WALKING WITH THE DINOSAURS is a CGI family movie. It’s about ‘Patchi’, a dinosaur who wants to lead a pack of dinosaurs someday.

The premise starts with a family going on a road trip, to do some dinosaur hunting. I mean dinosaur bone hunting. Inexplicably, a bird starts narrating the movie. He lives in the present, but he also existed 67 million years ago.  So he can tell you what went on with the dinosaurs. Eventually, you forget about the humans from the beginning of the movie, but they show up at the end.

Remember the part of MRS DOUBTFIRE,  where Robin Williams is messing around with those toy dinosaurs . WALKING WITH DINOSAURS is 87 minutes of that: pure annoying-ness. Even your kids will find this boring. They should only watch this as punishment for something bad. Like killing a family pet or downloading movies off the internet.

In WALKING WITH THE DINOSAURS, when the dinosaurs speak, the words don’t sync with their mouth movements.  It feels like people are just talking in the background: like MYSTERY SCIENCE THEATER, without the humor. Or maybe dinosaurs communicate telepathically. I don't know for sure. Not that syncing the dialogue would make this picture any better. Because this film’s main issue is the dialogue itself: it isn’t very good.
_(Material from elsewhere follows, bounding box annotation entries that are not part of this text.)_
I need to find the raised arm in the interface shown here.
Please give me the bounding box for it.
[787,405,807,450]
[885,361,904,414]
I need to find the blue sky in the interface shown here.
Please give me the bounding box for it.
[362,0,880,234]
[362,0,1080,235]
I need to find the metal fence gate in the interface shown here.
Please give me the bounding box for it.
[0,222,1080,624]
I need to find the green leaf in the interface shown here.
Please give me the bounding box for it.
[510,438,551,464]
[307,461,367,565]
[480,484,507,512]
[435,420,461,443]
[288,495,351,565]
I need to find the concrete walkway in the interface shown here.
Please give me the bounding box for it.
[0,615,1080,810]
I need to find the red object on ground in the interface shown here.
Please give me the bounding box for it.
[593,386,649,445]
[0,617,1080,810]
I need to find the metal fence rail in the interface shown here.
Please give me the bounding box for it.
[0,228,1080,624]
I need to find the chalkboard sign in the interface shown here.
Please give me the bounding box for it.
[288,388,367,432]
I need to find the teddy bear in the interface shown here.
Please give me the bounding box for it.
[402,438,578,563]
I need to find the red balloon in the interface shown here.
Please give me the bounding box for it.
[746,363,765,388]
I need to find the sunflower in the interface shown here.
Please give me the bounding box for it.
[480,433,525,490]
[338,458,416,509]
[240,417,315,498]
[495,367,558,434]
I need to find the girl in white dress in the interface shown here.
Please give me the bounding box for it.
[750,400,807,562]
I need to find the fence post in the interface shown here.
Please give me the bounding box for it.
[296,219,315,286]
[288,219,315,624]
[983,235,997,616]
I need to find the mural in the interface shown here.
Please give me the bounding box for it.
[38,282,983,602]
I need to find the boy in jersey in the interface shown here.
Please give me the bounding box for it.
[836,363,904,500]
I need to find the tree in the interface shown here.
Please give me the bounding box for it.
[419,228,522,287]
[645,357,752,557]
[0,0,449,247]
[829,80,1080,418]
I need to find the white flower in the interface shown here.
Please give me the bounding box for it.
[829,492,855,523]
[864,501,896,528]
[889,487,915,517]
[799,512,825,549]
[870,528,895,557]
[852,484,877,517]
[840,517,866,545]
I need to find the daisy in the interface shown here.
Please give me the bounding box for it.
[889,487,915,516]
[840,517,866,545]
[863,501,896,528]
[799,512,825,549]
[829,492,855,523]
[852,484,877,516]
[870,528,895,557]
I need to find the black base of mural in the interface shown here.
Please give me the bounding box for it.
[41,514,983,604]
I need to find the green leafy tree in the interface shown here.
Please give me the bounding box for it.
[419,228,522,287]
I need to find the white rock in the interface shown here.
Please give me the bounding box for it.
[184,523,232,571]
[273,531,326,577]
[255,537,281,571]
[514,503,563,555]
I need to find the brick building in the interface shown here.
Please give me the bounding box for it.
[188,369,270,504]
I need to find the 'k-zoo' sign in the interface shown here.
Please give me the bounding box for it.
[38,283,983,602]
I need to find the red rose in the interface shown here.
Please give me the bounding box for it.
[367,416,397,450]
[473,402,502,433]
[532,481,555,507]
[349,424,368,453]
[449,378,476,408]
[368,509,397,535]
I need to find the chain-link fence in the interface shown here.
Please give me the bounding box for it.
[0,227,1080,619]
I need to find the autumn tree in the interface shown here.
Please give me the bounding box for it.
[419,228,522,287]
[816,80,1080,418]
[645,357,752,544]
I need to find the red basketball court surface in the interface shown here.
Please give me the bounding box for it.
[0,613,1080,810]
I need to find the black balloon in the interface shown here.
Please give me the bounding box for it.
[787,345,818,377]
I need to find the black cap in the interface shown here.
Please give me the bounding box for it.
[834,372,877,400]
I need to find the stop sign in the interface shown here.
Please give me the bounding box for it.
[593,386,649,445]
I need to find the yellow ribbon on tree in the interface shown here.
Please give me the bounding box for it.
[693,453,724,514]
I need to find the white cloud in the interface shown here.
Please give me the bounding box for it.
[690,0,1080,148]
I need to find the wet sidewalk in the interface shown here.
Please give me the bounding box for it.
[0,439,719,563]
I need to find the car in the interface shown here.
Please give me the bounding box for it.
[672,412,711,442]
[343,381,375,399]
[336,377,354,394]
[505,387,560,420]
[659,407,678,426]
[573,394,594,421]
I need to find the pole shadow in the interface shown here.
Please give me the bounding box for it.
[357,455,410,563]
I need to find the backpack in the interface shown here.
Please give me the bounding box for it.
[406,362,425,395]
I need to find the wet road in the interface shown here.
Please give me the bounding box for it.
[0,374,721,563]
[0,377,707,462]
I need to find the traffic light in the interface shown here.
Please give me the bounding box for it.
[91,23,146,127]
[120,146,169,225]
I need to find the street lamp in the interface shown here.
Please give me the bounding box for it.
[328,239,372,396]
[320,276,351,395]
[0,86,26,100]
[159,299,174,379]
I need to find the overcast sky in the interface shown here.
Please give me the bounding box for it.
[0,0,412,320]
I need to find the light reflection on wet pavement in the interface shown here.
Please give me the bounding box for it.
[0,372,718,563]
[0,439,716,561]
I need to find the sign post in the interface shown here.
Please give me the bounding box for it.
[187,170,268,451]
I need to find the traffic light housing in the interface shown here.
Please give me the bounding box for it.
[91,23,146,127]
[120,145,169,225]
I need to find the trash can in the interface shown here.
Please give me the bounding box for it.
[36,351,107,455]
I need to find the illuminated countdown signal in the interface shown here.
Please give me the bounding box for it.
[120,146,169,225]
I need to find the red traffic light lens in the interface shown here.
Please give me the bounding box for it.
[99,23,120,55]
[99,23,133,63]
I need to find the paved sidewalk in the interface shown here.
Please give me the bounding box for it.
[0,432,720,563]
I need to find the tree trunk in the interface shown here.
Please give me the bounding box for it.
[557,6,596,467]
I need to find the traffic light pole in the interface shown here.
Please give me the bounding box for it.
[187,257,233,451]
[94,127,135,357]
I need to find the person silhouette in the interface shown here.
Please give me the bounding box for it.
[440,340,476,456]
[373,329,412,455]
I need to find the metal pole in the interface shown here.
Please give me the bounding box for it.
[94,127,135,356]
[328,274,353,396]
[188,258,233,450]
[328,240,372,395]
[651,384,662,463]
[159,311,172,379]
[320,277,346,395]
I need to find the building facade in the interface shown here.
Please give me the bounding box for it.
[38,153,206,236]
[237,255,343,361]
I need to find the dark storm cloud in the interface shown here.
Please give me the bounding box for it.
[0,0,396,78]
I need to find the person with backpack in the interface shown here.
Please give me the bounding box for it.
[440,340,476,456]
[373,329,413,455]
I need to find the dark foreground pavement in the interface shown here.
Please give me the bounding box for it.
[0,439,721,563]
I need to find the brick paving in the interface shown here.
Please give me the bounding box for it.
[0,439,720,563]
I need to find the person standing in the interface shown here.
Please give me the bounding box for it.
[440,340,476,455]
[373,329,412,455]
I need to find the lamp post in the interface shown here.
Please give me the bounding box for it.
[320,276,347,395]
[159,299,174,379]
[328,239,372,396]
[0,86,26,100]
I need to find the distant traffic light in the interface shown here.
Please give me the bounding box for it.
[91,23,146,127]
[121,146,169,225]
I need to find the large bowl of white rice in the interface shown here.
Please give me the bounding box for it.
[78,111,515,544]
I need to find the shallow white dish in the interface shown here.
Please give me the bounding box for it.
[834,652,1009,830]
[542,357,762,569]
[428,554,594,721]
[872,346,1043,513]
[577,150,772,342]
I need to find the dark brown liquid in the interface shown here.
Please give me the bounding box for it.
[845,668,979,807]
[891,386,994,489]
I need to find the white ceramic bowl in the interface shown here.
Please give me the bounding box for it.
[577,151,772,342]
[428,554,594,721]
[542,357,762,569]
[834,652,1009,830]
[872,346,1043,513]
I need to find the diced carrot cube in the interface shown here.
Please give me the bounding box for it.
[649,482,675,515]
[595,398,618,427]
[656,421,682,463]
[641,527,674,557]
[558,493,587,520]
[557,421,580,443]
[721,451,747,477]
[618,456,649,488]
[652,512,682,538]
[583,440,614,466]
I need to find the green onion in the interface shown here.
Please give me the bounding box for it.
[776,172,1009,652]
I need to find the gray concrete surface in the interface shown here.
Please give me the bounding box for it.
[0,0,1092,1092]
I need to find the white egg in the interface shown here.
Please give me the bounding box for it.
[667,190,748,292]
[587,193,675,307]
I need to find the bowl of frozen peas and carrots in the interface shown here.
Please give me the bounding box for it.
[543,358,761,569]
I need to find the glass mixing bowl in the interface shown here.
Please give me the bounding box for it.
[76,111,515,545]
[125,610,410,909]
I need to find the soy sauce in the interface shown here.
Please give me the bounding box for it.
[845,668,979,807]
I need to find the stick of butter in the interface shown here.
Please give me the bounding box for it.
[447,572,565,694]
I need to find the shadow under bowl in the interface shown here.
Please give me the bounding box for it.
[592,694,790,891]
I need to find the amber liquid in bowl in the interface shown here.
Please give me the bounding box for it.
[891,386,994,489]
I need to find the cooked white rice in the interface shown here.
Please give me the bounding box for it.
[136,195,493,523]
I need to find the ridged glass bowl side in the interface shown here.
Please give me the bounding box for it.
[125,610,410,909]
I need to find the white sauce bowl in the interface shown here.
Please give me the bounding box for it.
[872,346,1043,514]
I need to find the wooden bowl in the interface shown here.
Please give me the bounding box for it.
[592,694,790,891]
There are many science lessons interspersed through out the film. We learn the names of some dinosaurs. I don’t remember what those names were. But we learned them nonetheless. I also remember that some of the dinosaurs had feathers. I admire how the film strives for scientific accuracy. It’s worth noting that JURASSIC PARK 4 won’t have any feathered creatures. But I don’t mind; feathered dinosaurs don’t look cool.

Dinosaurs are one of my favorite things. And it upsets me to see them desecrated like this. It’s incredibly difficult to screw up dinosaurs. Even that purple dinosaur is ‘super dee-duper’ in small doses. I don’t know about his friends though.

WALKING WITH DINOSAURS sounds a lot like WALKING WITH THE DINOSAURS, an excellent Discovery Channel series. So like an asteroid, the only way you’re going to encounter this piece of interstellar garbage is by accident.